Backstory: my Mac is starting to become inoperable due to the longstanding need for operating system updates. Recently Chrome decided it didn't like my version of Mac OS anymore. But if I start moving to the California editions, I have to switch to Pro Tools 12. And if you don't know what that means, imagine moving from Adobe CS to Creative Cloud. Yeah, I sunk a lot of money into Pro Tools and I'm not really into paying $25 a month or $300 for a year at this point.

So, I pulled out some old You Might Think We're Sharks base tracks from our last session that never got overdubs, and finished "Summer Moon" in Presonus Studio One, which I've been threatening to switch to for a while.

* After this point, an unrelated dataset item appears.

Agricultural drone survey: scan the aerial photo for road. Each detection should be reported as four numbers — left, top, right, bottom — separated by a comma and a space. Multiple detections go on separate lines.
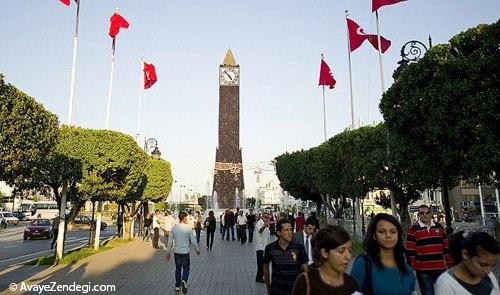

It went well, so I recorded An Empty Room's new one on it as well. There are some tradeoffs, but overall it's just a better experience and I wish I'd done it sooner. One thing I missed from Cubase is that the music creation and mixing portions were well integrated. In recent years since dropping Cubase, I tend to compose in Ableton, then finalize and mix in Pro Tools. In Studio One, though it's obviously not the same as Ableton, I'm able to integrate composition, tracking, and mixing pretty well. That works for our workflow since we'll add synths and samples in the mix process after doing the tracking.

The Pros:

  • Native compatibility with my hardware, which is made by Presonus as well.
  • Almost everything is faster. To send tracks to a bus, just select them all, right click, and select "Create Bus from selected tracks." No more routing.
  • Track presets and plugin groups (so you can save an entire chain of plugins that you use often).
  • Stock EQ has a frequency analyzer.
  • VSTs and AUs are invariably cheaper and more available than AAX.
  • Comping is incredible. Just highlight each part of the take ("Layer" in Studio One) you want to promote and it's done.
  • Fades are automatic (like Ableton), and they can be tweaked with bezier curves, as can automation.
  • Dragging and dropping, in most cases, replaces menus and routing. Even importing audio files: just drag them in, and when you save the file Studio One asks if you want to copy the audio files to the project directory.
  • As of version 3.4, there is a Smart Tool just like Pro Tools.
  • Macros.

The Cons:

  • I miss the single-stroke keyboard shortcuts. Leaving the modifier keys behind always made me feel like my keyboard was transformed into a spaceship control center. There are a few in S1, but not as many.
  • By that same token, keyboard focus is sometimes wobbly. You can search for plugins in the Insert/Send menus, which is amazing. But you can't reliably use the keyboard to select the one you find, and I end up selecting tracks, soloing them, etc.
  • Audio stretching is unintuitive.
  • No Beat Detective equivalent that I know of. I didn't use it that much anyway.
  • Nothing like Xpand! in the Artist version, but I recently picked up the VST version for a buck.
  • That's... about it.

I'm currently using Artist Edition with the iPad remote and VST plugin support upgrades. Most of the features that I would love to have in Pro Edition are not things that Pro Tools even had, like the Arranger Track.

Overall, it was a small curve, a relatively painless experience, and I didn't lose much for features. Certainly didn't lose any fun.